Many of us have spent a better part of our lives with Battle.net somewhere in our periphery. I can still fondly recall playing a few matches of the original StarCraft with my brothers over the service in the late 1990s (this was pre-Brood War, even). But Blizzard has grown from those humble Diablo-and-WarCraft days, and Battle.net now more closely resembles a platform/portal akin to Valve’s Steam or Electronic Arts’ Origin — so it makes a good bit of sense that Blizzard has elected to “transition away” from the name, as the company announced it would today.
“When we created Battle.net, the idea of including a tailored online-gaming service together with your game was more of a novel concept, so we put a lot of focus on explaining what the service was and how it worked, including giving it a distinct name,” Blizzard explained in an official blog post. “Over time, though, we’ve seen that there’s been occasional confusion and inefficiencies related to having two separate identities under which everything falls — Blizzard and Battle.net. Given that built-in multiplayer support is a well-understood concept and more of a normal expectation these days, there isn’t as much of a need to maintain a separate identity for what is essentially our networking technology.”

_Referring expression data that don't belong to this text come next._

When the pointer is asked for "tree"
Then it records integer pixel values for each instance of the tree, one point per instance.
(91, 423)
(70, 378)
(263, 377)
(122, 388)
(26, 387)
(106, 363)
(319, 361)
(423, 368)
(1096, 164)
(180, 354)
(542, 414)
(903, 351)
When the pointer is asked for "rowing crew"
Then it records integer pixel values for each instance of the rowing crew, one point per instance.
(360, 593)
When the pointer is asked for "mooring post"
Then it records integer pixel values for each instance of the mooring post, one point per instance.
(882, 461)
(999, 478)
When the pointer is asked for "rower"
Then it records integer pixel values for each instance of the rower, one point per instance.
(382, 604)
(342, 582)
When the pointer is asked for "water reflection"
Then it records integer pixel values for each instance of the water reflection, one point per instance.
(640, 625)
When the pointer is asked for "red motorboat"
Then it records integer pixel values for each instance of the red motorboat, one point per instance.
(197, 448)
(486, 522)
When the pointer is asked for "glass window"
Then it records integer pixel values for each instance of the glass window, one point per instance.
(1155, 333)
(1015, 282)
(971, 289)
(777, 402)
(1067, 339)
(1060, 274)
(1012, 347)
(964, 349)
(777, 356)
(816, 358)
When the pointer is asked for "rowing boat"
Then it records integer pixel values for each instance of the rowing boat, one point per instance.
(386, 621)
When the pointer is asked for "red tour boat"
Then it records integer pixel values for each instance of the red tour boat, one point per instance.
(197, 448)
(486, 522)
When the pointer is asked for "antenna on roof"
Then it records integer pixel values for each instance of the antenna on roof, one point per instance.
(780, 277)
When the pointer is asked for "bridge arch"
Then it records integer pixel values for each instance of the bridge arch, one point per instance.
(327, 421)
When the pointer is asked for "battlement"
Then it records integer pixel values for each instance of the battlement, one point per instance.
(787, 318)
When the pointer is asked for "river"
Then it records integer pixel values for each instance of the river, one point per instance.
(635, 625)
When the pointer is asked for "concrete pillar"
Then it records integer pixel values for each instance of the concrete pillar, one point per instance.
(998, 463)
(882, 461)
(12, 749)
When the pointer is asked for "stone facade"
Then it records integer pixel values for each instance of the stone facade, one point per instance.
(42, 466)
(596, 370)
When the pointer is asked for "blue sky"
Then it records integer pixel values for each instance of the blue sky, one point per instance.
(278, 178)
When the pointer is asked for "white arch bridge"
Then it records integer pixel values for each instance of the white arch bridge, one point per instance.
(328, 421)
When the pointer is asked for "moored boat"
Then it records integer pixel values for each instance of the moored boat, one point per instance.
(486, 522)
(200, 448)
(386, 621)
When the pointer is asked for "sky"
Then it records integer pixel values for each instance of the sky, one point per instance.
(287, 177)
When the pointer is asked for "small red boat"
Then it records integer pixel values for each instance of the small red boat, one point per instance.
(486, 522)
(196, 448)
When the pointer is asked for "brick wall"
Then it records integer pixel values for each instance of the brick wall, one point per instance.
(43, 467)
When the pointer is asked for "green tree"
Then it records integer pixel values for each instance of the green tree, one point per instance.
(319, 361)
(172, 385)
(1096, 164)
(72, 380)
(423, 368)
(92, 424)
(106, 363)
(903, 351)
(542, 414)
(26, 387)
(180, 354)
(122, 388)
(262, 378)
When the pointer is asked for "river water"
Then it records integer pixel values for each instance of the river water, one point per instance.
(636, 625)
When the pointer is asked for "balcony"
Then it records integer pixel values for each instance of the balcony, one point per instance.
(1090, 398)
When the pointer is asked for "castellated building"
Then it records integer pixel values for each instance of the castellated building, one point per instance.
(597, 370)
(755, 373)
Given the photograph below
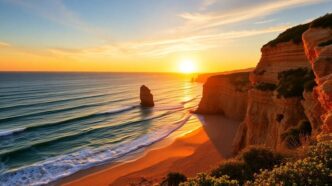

If anything, this change sounds pretty well overdue. While the update doesn’t offer a concrete timeline on when the Battle.net service is expected to officially rebrand, Blizzard indicated the transition will happen “over the next several months,” after which Battle.net will be referred to just like Blizzard’s other “Blizzard tech” services, like Blizzard Streaming and Blizzard Voice.
“Battle.net technology will continue to serve as the central nervous system for Blizzard games — nothing is changing in that regard,” the post stressed. “We’ll just be referring to our various products and services using the Blizzard name instead.”